Die Subjektivität und somit die Art der Bewertung der einzelnen Richter liegt, wie vorgängig erklärt, in der Natur der Sache und kann in einem gewissen Masse als normal bezeichnet werden. Schon heute versucht der Schweizerische Freibergerverband SFV mittels Ausbildung die Richter so gut wie möglich zu kalibrieren. Zudem setzt der SFV anlässlich der Nationalen Hengstselektion ein Richtergremium bestehend aus drei Rassenrichtern ein, um die negativen Effekte der subjektiven Einzelbeurteilung auf ein Minimum zu reduzieren.

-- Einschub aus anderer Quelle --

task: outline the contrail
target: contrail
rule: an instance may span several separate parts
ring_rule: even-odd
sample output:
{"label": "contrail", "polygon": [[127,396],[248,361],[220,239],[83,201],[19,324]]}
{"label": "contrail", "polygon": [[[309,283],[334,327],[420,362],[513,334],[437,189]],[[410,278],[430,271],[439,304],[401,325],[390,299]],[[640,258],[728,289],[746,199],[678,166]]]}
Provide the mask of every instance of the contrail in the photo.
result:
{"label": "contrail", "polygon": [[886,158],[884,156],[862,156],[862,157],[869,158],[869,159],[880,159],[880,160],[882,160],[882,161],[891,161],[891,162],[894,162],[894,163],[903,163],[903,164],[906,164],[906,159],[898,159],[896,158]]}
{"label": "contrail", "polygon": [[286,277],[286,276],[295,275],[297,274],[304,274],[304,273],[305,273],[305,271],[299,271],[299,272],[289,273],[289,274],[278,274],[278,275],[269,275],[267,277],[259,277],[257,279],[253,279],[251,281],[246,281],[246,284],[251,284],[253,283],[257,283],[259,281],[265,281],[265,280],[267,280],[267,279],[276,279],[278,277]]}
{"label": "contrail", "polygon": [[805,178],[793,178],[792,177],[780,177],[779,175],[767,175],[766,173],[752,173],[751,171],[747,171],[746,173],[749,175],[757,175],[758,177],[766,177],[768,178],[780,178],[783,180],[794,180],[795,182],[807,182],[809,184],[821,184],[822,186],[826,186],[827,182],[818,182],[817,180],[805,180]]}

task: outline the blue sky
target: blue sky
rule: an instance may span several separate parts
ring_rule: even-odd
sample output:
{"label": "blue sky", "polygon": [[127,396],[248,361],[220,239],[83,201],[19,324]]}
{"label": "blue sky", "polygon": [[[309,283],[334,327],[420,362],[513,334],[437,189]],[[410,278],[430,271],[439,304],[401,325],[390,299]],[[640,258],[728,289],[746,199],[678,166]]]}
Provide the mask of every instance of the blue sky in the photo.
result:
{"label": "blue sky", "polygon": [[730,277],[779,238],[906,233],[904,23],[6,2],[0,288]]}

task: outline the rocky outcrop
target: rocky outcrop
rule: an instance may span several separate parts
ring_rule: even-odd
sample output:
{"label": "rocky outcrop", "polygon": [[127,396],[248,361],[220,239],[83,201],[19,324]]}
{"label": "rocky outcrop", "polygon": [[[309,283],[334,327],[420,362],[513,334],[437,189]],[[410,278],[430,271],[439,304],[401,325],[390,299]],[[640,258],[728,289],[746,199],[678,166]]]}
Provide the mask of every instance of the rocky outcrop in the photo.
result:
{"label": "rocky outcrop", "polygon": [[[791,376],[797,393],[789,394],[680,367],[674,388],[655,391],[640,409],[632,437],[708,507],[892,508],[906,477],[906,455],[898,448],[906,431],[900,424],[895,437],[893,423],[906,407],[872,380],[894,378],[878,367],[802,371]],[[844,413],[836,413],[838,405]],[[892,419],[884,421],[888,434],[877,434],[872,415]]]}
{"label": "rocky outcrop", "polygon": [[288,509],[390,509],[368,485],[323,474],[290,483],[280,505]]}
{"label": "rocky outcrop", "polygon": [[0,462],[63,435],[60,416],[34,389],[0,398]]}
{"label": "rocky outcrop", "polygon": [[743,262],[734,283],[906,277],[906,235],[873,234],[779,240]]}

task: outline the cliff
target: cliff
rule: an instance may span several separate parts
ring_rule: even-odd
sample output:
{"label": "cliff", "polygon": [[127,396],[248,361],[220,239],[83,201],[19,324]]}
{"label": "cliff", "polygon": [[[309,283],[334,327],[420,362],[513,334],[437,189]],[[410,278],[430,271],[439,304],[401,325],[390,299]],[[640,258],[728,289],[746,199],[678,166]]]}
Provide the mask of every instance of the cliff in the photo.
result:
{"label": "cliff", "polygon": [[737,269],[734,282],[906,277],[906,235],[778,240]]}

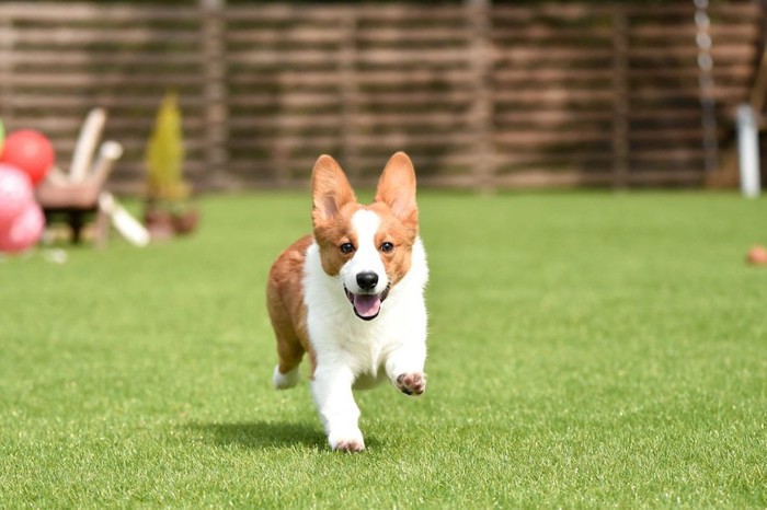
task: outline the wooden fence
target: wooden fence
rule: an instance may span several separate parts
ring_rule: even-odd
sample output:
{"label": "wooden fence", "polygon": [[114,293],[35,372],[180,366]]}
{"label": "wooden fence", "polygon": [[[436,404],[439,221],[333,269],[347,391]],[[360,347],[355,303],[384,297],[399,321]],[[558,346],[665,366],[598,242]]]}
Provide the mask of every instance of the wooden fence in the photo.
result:
{"label": "wooden fence", "polygon": [[[320,153],[358,181],[407,150],[424,185],[698,185],[701,101],[732,137],[763,46],[757,1],[714,2],[701,88],[691,1],[515,7],[0,3],[0,116],[71,155],[92,106],[141,189],[167,90],[201,189],[304,184]],[[708,94],[708,95],[707,95]]]}

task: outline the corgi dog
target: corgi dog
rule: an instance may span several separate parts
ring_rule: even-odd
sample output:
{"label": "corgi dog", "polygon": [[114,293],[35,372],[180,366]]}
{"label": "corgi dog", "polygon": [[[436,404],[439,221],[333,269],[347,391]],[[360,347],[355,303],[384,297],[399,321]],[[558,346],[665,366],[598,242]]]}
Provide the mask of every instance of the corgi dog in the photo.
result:
{"label": "corgi dog", "polygon": [[298,382],[309,356],[311,393],[330,448],[365,449],[353,389],[384,380],[405,395],[426,389],[426,254],[419,236],[415,172],[398,152],[373,204],[357,204],[339,163],[317,160],[313,235],[283,252],[267,283],[278,390]]}

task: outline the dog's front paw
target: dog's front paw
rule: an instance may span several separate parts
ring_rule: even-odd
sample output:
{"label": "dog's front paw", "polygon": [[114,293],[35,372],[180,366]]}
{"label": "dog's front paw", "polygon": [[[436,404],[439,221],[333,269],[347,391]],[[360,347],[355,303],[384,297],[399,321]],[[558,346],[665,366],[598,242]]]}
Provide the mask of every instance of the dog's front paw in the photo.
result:
{"label": "dog's front paw", "polygon": [[331,433],[328,436],[328,442],[330,443],[330,448],[336,452],[353,453],[365,450],[365,440],[359,430],[351,433]]}
{"label": "dog's front paw", "polygon": [[397,389],[405,395],[421,395],[426,391],[426,374],[423,372],[400,374],[397,376]]}

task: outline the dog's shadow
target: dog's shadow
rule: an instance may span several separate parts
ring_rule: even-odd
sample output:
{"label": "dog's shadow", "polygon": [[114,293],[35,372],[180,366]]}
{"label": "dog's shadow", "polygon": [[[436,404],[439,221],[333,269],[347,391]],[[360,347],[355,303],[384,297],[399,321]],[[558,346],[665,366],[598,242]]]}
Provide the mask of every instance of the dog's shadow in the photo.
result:
{"label": "dog's shadow", "polygon": [[307,424],[250,421],[241,424],[190,424],[188,430],[201,432],[219,447],[264,450],[271,448],[324,447],[322,431]]}

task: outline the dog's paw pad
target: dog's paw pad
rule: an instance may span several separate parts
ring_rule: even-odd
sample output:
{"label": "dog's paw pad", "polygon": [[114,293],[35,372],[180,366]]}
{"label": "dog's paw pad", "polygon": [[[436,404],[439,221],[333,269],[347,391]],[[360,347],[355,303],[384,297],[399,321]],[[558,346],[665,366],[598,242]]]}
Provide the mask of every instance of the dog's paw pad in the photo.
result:
{"label": "dog's paw pad", "polygon": [[422,372],[403,373],[397,378],[397,387],[405,395],[421,395],[426,391],[426,374]]}
{"label": "dog's paw pad", "polygon": [[365,450],[365,443],[357,439],[341,440],[333,447],[333,451],[336,452],[362,452]]}

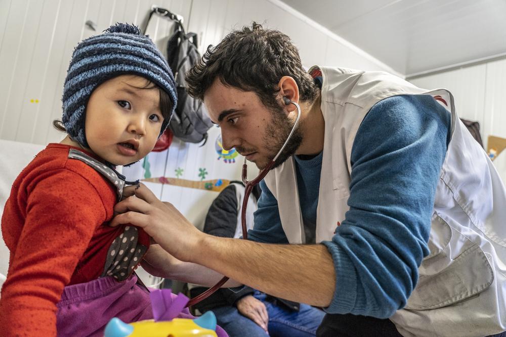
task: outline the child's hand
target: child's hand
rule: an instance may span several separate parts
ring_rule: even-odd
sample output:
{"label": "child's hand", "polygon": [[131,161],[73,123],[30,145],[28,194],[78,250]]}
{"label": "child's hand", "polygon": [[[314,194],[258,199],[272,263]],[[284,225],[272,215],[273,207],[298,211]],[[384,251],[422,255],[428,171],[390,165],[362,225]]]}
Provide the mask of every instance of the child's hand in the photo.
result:
{"label": "child's hand", "polygon": [[116,204],[118,213],[109,223],[115,227],[131,223],[140,227],[174,257],[191,262],[191,252],[205,235],[193,226],[174,205],[160,201],[144,184],[123,189],[126,198]]}

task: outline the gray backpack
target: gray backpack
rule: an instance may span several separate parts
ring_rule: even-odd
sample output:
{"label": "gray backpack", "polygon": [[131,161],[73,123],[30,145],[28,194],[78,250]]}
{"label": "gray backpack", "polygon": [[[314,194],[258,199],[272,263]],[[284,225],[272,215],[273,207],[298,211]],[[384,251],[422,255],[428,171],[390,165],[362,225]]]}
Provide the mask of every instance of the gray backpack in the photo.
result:
{"label": "gray backpack", "polygon": [[167,42],[166,56],[177,86],[178,106],[168,127],[179,139],[192,143],[203,141],[203,145],[207,139],[207,130],[213,123],[202,101],[191,97],[186,92],[185,80],[186,72],[201,58],[197,49],[197,34],[185,33],[180,17],[164,9],[154,9],[148,22],[153,13],[175,22],[174,33]]}

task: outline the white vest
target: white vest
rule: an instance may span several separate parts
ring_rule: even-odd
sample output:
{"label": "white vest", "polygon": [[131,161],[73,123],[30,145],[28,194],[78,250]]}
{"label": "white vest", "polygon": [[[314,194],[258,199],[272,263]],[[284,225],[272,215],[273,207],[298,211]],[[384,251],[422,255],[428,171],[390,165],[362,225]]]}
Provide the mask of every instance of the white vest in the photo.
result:
{"label": "white vest", "polygon": [[[404,336],[474,337],[506,330],[506,189],[457,118],[451,94],[384,72],[320,69],[325,140],[316,242],[331,239],[349,208],[352,147],[370,108],[392,96],[432,95],[451,114],[451,139],[437,187],[430,255],[407,305],[390,319]],[[291,244],[305,242],[297,181],[293,158],[265,178]]]}

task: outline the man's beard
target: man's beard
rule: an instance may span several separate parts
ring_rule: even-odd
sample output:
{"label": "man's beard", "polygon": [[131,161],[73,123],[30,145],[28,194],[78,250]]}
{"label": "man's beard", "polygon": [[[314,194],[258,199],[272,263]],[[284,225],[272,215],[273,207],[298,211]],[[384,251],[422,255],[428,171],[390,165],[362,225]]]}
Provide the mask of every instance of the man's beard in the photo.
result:
{"label": "man's beard", "polygon": [[[264,138],[264,141],[266,142],[266,147],[269,152],[272,154],[272,157],[270,159],[269,162],[274,159],[274,157],[283,146],[291,131],[294,122],[288,118],[288,116],[285,114],[283,107],[282,106],[273,109],[271,111],[271,113],[272,115],[272,121],[267,125],[266,129],[266,134]],[[286,146],[285,147],[284,149],[276,160],[271,169],[275,169],[284,163],[287,159],[295,153],[295,152],[299,149],[299,147],[301,146],[301,143],[302,142],[302,132],[301,131],[301,122],[302,121],[299,121],[297,127],[293,131],[291,137],[290,138]],[[267,164],[268,163],[265,164],[266,166]]]}

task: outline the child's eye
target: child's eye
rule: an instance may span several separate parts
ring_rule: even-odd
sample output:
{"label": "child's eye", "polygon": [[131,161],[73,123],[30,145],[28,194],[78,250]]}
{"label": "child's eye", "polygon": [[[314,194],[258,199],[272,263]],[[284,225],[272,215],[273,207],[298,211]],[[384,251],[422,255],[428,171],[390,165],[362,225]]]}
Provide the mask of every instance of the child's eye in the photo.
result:
{"label": "child's eye", "polygon": [[151,116],[149,116],[149,119],[150,119],[151,120],[153,121],[153,122],[159,122],[160,121],[160,117],[158,117],[158,115],[155,115],[155,114],[153,114],[152,115],[151,115]]}
{"label": "child's eye", "polygon": [[121,108],[124,108],[125,109],[129,110],[132,109],[132,106],[130,105],[130,102],[128,101],[118,101],[118,105],[119,105]]}

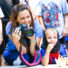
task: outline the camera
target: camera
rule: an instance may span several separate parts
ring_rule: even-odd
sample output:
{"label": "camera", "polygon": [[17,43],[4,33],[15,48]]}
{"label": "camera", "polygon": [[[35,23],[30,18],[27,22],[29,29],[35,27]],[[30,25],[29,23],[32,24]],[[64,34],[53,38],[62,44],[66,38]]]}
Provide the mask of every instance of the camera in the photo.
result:
{"label": "camera", "polygon": [[33,28],[27,28],[27,25],[26,24],[21,24],[19,26],[21,32],[22,32],[22,36],[33,36],[34,35],[34,30]]}

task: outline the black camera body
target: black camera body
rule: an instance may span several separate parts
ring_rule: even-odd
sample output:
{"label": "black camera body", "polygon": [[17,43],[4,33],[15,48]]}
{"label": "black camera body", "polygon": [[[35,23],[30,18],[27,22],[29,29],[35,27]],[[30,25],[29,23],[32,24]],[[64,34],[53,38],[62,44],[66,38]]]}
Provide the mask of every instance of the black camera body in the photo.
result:
{"label": "black camera body", "polygon": [[26,24],[21,24],[19,26],[21,32],[22,32],[22,36],[33,36],[34,35],[34,30],[33,28],[27,28],[27,25]]}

Weiterbildung der Rassenrichter: Koller und Wüthrich bislang ohne Kurs
Die Rassenrichter der Freiberger besuchen jährlich eine zweieinhalbtägige Weiterbildung. Zwei Richter haben den Kurs jedoch noch nie besucht. Mehr dazu lesen Sie hier.
Kann die Beurteilung aufgrund Ihrer Arbeit als ineffizient für die Zucht beurteilt werden?
Ich denke nicht, dass man das so formulieren darf. Die Beurteilung hat in dieser Form seit 1961 Bestand, die Rasse hat sich bewusst verändert, um den Marktanforderungen besser zu entsprechen. Der Zuchtfortschritt ist, dank der Arbeit der Züchter(innen) und der Richter, deutlich ausgewiesen. In der Gesamtheit der Fragestellung dürfen wir den technischen Fortschritt nicht ausser Acht lassen; es ist erst seit wenigen Jahren möglich, so präzise Messungen und Analysen zu machen.
Was muss der Freiberger-verband Ihrer Ansicht nach nun tun?
Meiner Meinung nach handelt der SFV genau richtig. Unser gemeinsames Forschungsprojekt hat Problempunkte hervorgehoben. Nun arbeiten wir (SFV, Agroscope – Schweizer Nationalgestüt und Vetsuisse) in den kommenden Jahren weiterhin zusammen, um die Problempunkte zu minimieren oder sogar zu eliminieren. Wir sind im Moment in der Entwicklungsphase eines Sensormesssystems, das den Bewegungsablauf der Pferde beispielsweise während einer Vorführung messen kann. Damit können wir weiter erforschen, welche Bewegungsmuster für die Zucht besonders relevant sind. Zusätzlich könnten die Messungen die Richter in ihren Entscheidungen unterstützen, wie der Videobeweis beim Fussball. Der Freibergerverband ist europaweit Spitzenreiter in der Forschung rund um die Zucht, um das beste Pferd zu züchten, und das zudem mit dem Schweizer Qualitätssiegel.